Firstly the history of Puffin covers lacks the dramatic design shifts of Penguin, such as the famous Marber grid that defined the paperbacks’ hip, minimalist look during the 60s. (Think of all those classic crime paperbacks.)
Secondly, and more crucially, it’s difficult to read the book through the foggy blur of your nostalgia goggles. Are children’s book covers really less good than they were 20 or 30 years ago, or does it just seem like it to me? A few thoughts:

- Is Roald Dahl really well served by the blanket smothering of his books in thequirky but over-familiar illustrations of Quentin Blake? Two absolute greats of children’s literature, but surely each of them is great enough on his own not to need propping up by the other?
- Who remembered that Arthur Ransome so disliked the original covers and internal drawings for his Swallows and Amazons series that he took over the job himself? Not me. His black and white illustrations, blocked in with colour in the 60s and 70s, still look remarkably contemporary.
- Part of the problem of marketing books for older children is that the author or series brand is bigger than the imprint’s. The covers of the Percy Jackson, Artemis Fowl and Young Bond series are variable in their success (the Percy Jackson ones are awful – busy CGI mish-mashes), but more importantly none of them look like Puffins – and in most cases don’t even have the Puffin colophon on the cover.

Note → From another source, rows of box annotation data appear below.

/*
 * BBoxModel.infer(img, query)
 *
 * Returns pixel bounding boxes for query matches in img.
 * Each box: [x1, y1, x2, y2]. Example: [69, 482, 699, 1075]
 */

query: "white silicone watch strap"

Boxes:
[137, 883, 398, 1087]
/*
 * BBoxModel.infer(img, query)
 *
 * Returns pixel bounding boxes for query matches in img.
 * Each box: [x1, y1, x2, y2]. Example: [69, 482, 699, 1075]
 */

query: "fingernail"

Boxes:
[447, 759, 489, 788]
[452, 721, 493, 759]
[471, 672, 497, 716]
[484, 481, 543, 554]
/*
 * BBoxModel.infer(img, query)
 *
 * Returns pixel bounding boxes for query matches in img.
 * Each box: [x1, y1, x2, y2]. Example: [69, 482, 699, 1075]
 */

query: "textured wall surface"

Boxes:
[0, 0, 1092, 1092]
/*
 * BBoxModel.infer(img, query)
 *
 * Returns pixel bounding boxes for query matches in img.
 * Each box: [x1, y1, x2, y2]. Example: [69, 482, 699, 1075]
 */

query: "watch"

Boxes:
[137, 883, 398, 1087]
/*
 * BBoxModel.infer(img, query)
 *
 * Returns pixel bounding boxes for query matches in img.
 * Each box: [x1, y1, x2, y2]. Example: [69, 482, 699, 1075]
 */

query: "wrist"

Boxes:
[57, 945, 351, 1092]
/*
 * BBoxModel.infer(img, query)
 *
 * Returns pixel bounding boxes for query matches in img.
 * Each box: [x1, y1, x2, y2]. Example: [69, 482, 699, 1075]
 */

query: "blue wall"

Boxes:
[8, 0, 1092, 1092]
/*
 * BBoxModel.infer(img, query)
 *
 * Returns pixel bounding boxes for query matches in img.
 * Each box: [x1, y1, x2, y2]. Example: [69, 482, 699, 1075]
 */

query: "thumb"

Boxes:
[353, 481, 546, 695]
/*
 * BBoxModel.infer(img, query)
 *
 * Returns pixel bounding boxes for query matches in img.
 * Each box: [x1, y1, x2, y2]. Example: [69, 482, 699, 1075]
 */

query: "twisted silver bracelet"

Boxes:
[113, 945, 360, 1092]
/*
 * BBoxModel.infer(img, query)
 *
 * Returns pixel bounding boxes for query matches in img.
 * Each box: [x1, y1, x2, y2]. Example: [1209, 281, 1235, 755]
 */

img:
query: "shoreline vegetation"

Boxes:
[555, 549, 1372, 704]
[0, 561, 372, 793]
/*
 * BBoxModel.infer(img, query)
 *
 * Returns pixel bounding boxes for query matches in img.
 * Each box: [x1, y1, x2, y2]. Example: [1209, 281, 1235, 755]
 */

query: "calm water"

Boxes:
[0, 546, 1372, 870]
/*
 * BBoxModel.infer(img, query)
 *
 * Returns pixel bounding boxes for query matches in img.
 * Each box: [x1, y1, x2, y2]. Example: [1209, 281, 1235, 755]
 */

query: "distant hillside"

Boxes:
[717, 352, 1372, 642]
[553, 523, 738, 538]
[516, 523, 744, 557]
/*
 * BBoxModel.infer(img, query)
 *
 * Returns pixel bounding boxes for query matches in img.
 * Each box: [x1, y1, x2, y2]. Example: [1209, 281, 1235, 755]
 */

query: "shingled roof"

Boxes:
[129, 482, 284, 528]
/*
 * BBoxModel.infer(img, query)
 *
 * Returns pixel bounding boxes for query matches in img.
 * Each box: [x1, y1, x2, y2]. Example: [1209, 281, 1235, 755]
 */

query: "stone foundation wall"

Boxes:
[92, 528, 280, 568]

Obviously, the place where the publisher gets most holdover the brand in is the realm of the classics. And indeed, Puffin Classics have rarely looked better than in their current bold incarnation. The Modern Classics have been a bit more up and down – seemingly undergoing another redesign to coincide with the anniversary, which puts the cover pictures inside a rather tinny silver frame.
This is a shame as their previous incarnation were particularly striking. They showed off their images to great effect, with the title and author details tucked neatly away in the corner. I can imagine today’s kids holding these up to their grandchildren as much-loved, and hugely inspirational examples of that great, lost thing, the book.